Wilhelm entra dans la salle de restauration bondée, son plateau entre les mains. Au menu : frites et steak. Pas de doute, on savait se mettre les élèves dans la poche dès le premier jour à Charles Perrault ! Il repéra une table pour deux personnes inoccupée, dans le fond du self. C'était typiquement le genre de table pour les reclus, les asociaux ou les amoureux en quête d'intimité. Il se dirigeait vers elle lorsqu'on le heurta brutalement au niveau l'épaule. Il faillit échapper son plateau mais eut le réflexe de ne pas le faire.
- Ça fait déjà deux fois aujourd'hui, minus.
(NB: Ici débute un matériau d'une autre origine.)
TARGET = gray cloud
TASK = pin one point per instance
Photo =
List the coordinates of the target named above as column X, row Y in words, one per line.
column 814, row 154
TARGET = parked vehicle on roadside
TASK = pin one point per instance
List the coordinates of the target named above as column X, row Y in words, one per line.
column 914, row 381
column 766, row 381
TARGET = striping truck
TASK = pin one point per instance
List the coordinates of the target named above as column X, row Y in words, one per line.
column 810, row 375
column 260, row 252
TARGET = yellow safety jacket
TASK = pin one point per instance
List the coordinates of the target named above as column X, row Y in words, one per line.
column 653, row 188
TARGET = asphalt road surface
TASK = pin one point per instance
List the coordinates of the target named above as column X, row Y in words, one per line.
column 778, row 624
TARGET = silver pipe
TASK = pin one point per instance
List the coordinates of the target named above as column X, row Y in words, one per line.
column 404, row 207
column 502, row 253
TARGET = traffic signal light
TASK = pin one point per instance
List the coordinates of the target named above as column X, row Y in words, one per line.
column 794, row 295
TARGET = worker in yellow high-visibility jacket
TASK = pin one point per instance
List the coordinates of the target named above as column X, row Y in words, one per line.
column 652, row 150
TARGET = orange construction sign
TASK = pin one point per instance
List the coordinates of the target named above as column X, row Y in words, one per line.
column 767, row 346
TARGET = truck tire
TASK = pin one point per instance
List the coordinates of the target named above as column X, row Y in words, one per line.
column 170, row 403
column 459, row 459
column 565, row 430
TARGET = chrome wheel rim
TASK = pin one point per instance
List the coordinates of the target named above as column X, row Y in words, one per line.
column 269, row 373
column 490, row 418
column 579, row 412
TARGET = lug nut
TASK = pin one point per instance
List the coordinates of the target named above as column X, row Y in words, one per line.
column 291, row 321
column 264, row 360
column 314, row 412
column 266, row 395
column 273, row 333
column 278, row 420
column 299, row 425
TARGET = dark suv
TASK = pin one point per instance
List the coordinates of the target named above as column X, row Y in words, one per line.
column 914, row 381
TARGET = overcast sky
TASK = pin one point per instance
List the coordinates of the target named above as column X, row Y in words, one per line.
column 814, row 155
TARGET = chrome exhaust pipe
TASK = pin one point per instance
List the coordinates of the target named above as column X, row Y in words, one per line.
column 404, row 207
Wilhelm serra les dents en reconnaissant celui qui avait tenté de le faire tomber plus tôt, lors de la répartition dans les classes. Maintenant qu'il était debout, le jeune homme aux cheveux bleus le dominait d'une tête. Grand ou pas, Wilhelm n'allait pas s'en mêler. Il refusait de s'attirer des ennuis dès son premier jour : ça serait donner raison à Thérance et son père. Il voulut passer à côté de lui en faisant mine de l'ignorer mais le querelleur posa une main sur son épaule et demanda :
- Tu es sourd ou quoi le binoclard ?
- Je ne veux pas entendre ça de la part d'un type qui se teint les cheveux couleur schtroumpf, répliqua Wilhelm. Et puis sérieusement ? Minus ? Binoclard ? Tu sais que c'est cliché en plus d'être ringard ?
- Tu crois que tu m'effraies, demi-portion ?
Wilhelm posa son plateau sur la table voisine, où les occupants gardaient le nez dans leur assiette mais les oreilles bien ouvertes, et se plaça face à l'élément perturbateur, agacé par cet abruti qui se croyait malin à rouler des mécaniques. D'un revers de la main, il chassa celle qui emprisonnait son épaule.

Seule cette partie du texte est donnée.